11 min readDec 6, 2024

If you think you need to spend $2,000 on a 180-day program to become a data scientist, then listen to me for a minute.

I understand that learning data science can be really challenging, especially when you’re just starting out, because you don’t know what you need to know.

But it doesn’t have to be this way.

That’s why I spent weeks creating the perfect roadmap to help you land your first data science job.

Here’s what it contains:

  1. A 42 weeks roadmap with study resources
  2. 30+ practice problems for each topic
  3. A discord community
  4. A resources hub that contains:
  • Free-to-read books
  • YouTube channels for data scientists
  • Free courses
  • Top GitHub repositories
  • Free APIs
  • List of data science communities to join
  • Project ideas
  • And much more…

If this sounds exciting, you can grab it right now by clicking here.

Now let’s get back to the blog:

1. Introduction

“Optimization is not just a process; it’s an art.”

If you’ve ever trained a neural network, you’ve likely encountered the famous optimizer.step() in PyTorch. It’s a line of code that seems simple — almost too simple.

But as with many things in deep learning, there’s a lot going on under the hood.

Understanding this function is critical if you’re aiming to debug training anomalies, tweak optimization strategies, or build custom optimizers for cutting-edge research.

Here’s the deal: most tutorials introduce optimizer.step() as part of the training loop and quickly move on. But if you’re here, you’re not looking for a surface-level explanation.

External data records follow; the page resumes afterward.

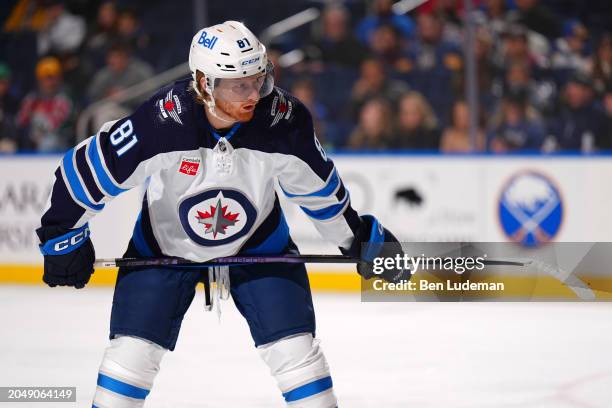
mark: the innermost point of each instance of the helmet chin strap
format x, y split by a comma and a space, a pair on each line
210, 104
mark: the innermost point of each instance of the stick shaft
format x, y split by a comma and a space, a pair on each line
247, 260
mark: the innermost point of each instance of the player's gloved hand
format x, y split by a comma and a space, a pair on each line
69, 256
375, 241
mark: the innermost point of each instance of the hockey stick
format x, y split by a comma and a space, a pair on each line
248, 260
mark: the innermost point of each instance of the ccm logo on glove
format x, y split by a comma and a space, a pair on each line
67, 242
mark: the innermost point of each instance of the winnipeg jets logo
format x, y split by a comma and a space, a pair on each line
530, 209
281, 107
170, 106
217, 220
216, 217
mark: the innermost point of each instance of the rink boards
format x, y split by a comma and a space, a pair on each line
419, 197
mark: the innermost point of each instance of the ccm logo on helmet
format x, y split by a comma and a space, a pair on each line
251, 61
208, 42
71, 241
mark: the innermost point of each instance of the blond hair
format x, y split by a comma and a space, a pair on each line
429, 117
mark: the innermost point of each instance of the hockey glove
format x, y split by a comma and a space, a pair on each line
69, 256
372, 240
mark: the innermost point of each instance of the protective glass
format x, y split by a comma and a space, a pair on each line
243, 89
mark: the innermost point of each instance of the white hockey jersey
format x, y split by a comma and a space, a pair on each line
208, 195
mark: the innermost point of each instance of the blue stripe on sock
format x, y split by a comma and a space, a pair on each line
75, 183
309, 389
122, 388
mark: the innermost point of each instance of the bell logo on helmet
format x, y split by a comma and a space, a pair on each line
208, 42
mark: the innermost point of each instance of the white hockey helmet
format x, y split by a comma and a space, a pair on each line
230, 51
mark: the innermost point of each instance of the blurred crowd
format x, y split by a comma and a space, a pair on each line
372, 79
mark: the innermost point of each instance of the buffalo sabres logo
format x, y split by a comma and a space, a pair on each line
170, 106
530, 209
217, 217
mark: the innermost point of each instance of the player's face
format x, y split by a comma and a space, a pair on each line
237, 98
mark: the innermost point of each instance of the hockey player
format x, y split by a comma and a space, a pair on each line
209, 149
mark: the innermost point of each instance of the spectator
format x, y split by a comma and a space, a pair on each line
374, 130
121, 71
579, 123
101, 36
572, 51
516, 127
601, 68
337, 44
515, 49
456, 138
45, 116
493, 17
374, 83
417, 126
382, 13
8, 108
438, 65
536, 17
130, 32
304, 90
63, 32
386, 45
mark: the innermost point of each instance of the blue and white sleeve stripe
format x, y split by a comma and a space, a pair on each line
328, 212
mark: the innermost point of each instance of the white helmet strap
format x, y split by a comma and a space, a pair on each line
210, 103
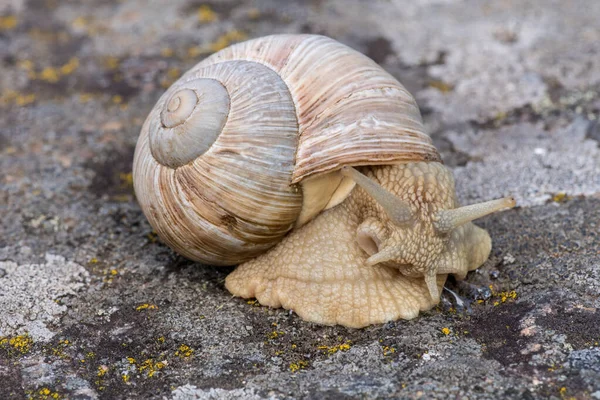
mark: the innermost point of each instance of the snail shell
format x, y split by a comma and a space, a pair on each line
248, 143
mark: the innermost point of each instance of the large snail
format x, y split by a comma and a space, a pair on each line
249, 158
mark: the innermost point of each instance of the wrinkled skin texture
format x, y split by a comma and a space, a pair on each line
320, 271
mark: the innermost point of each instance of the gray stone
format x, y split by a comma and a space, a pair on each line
92, 305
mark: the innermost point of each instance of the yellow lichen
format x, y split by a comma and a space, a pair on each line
206, 14
146, 306
50, 74
70, 66
14, 97
102, 370
334, 349
184, 351
151, 367
275, 334
110, 63
388, 350
8, 22
21, 343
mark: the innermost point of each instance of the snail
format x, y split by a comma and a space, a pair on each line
307, 164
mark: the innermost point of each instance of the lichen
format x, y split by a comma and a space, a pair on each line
206, 14
8, 22
146, 306
21, 343
184, 351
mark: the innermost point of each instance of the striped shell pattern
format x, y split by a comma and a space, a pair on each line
247, 144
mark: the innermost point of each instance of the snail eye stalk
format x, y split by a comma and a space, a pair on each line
445, 221
398, 210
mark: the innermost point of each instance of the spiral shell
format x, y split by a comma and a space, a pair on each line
246, 144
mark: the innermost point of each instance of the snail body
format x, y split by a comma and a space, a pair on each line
248, 158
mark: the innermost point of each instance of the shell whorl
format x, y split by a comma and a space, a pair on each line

This guide dives deep into how optimizer.step() works, why it’s essential, and how you can leverage its mechanics for advanced workflows.

Whether you’re troubleshooting vanishing gradients, experimenting with new optimization techniques, or fine-tuning your model for production, mastering this one line of code can make all the difference.

This guide assumes you’ve worked with PyTorch before and are familiar with basic training loops. Together, we’ll go beyond the basics and uncover what happens when optimizer.step() gets called — and why that matters.

2. Optimizer Basics Recap (Advanced Context)

“To optimize something, you first need to know what you’re optimizing.”

Before we dissect optimizer.step(), let’s revisit the optimizer’s role in training — but from an advanced perspective.

The optimizer’s job is straightforward yet powerful: it updates your model’s parameters based on the gradients computed during backpropagation.

In practical terms, this means moving your model’s parameters closer to a configuration that minimizes the loss function.

Here’s the critical part: optimizer.step() is where this parameter update happens.

It’s the function that takes the gradients stored in param.grad and applies them to your model parameters according to the chosen optimization algorithm (e.g., SGD, Adam, RMSProp). While this might sound simple, understanding its mechanics is key for advanced debugging and customization.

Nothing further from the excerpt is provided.